Our last week at IBERO was short but very busy! It was a week of lasts – last classes, last lunches, last bus rides. The final projects that we had been working on during our time here were due on Thursday. My project discussed the power imbalances in environmental management, particularly focusing on the different values placed on indigenous and western knowledge. This was an idea introduced to me in a class back at UoA, but I expanded on it over here, in particular, learning more about the Mexican context. Writing the 15-page report consumed my week, especially as we had previously had very little spare time to complete it! Previously I wasn’t a coffee drinker, but during this week, my reliance on coffee definitely grew!

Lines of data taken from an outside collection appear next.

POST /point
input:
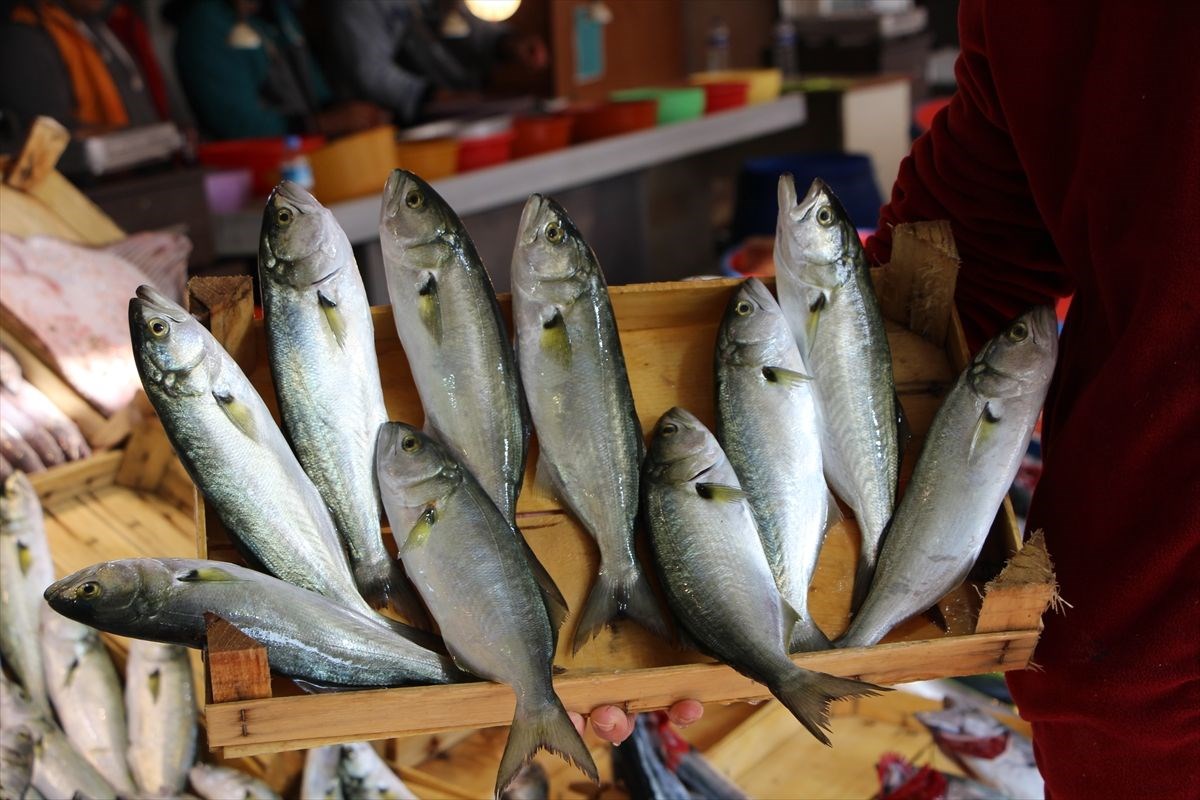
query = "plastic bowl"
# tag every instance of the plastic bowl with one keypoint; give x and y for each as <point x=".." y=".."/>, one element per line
<point x="354" y="166"/>
<point x="543" y="133"/>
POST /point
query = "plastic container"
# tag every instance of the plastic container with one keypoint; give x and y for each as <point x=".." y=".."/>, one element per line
<point x="765" y="84"/>
<point x="724" y="96"/>
<point x="675" y="104"/>
<point x="613" y="119"/>
<point x="543" y="133"/>
<point x="262" y="157"/>
<point x="354" y="166"/>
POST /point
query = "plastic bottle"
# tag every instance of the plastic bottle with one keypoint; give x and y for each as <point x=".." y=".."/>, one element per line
<point x="717" y="55"/>
<point x="295" y="166"/>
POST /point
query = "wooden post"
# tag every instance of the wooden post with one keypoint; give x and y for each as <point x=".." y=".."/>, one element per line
<point x="237" y="663"/>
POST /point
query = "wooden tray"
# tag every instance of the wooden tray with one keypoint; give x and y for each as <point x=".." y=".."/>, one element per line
<point x="667" y="332"/>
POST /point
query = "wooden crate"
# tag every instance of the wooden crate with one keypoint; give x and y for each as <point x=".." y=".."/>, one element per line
<point x="667" y="332"/>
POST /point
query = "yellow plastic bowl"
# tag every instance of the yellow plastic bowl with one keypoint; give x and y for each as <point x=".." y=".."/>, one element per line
<point x="354" y="166"/>
<point x="765" y="84"/>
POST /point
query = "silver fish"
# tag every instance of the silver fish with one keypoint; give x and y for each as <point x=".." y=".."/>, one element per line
<point x="87" y="695"/>
<point x="227" y="440"/>
<point x="306" y="636"/>
<point x="321" y="342"/>
<point x="463" y="557"/>
<point x="715" y="572"/>
<point x="767" y="425"/>
<point x="588" y="435"/>
<point x="365" y="776"/>
<point x="319" y="780"/>
<point x="826" y="293"/>
<point x="160" y="702"/>
<point x="226" y="783"/>
<point x="966" y="465"/>
<point x="25" y="570"/>
<point x="59" y="770"/>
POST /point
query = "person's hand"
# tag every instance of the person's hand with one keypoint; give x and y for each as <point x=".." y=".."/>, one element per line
<point x="613" y="725"/>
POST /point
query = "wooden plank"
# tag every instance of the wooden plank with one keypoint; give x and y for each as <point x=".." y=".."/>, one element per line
<point x="265" y="726"/>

After getting back from Guadalajara on Monday, we had only 3 days of classes on our final topic – environment and sustainability. Our learning was centred around watching the documentary ‘Home’ by Yann Bertrand (2009). While watching it, we would pause in certain places and discuss ideas. As one of my majors is the global environment and sustainable development, I had learnt about this topic before, so the facts weren’t surprising. However, it did remind me just how much humans have degraded the environment and how we continue to use resources as if they were exponential despite knowing the consequences. It can be easier to ignore these facts and continue life as normal, and this, in part, is due to the current discourse around climate change. Most media outlets and information focuses on the disaster side and is full of doom and gloom. This creates feelings of hopelessness. Our teacher highlighted the importance of a discourse of hope. Globalisation has been very powerful in spreading the current messages – how can we use the same system to spread different messages?

We also considered the question of what progress and development is. Should continuous progress be our goal? Is the standardisation of one idea of progress something that we should aspire to? How does this affect our social relations? These are questions with complex answers, which would differ depending on whom you asked. Overall, our professor highlighted the importance of situated knowledge to combat climate change as well as a reprioritisation of what we want, not placing economic growth at the top but social and cultural values as well. The key message that stood out to me was that sustainability has to be just – something cannot be sustainable if it exploits a person’s rights. Climate adaptation and mitigation plans have to have strong social foundations. Access to food, water, health care, good income, education, resilience, social equity, and gender equality all have to be addressed so that people have the energy and capacity to fight climate change. A person who is unable to meet their daily needs is going to have priorities that don’t include climate change. I think this needs to be considered more when talking about adaptation and mitigation plans, that looking after our planet includes looking after each other.

Our visit this week was to Chinamperos in Xochimilco. Xochimilco is in the south of Mexico City and is the last place where you can see the original lake that the city was built on. The ‘islands’ in Xochimilco were built hundreds of years ago by the Mixtecs. Mostly known as a tourist attraction where you go on colourful boats, listen to mariachi bands, and get drunk with friends, we were instead visiting one of the last remaining farms in the area. Previously there were hundreds of families producing crops, but these numbers have fallen as it has become less and less profitable to live there. The waters of Xochilmilco are also heavily polluted. The cooperative we went to was an example of a farm using traditional methods mixed with scientific ideas to be sustainable producers. On their land, they had a natural water filtration system to clean their polluted water, which was put in place by the local University of Mexico. Once implemented, it requires very little upkeep and can also be used as a healthy environment for axolotls, which are endangered and native to Mexico. It was really cool to see a more natural part of the city and see how a lot of the city’s produce is grown. It was a beautiful place, and it was very easy to see why the local people are fighting to preserve it

Our weekend included big sleep-ins to recover from the past week and get ready for the exciting one ahead. We went to our last uni-organised party at a rooftop pool which was a crazy experience and got in the football spirit by making a feast of some of the recipes we had learnt to eat while watching the Superbowl.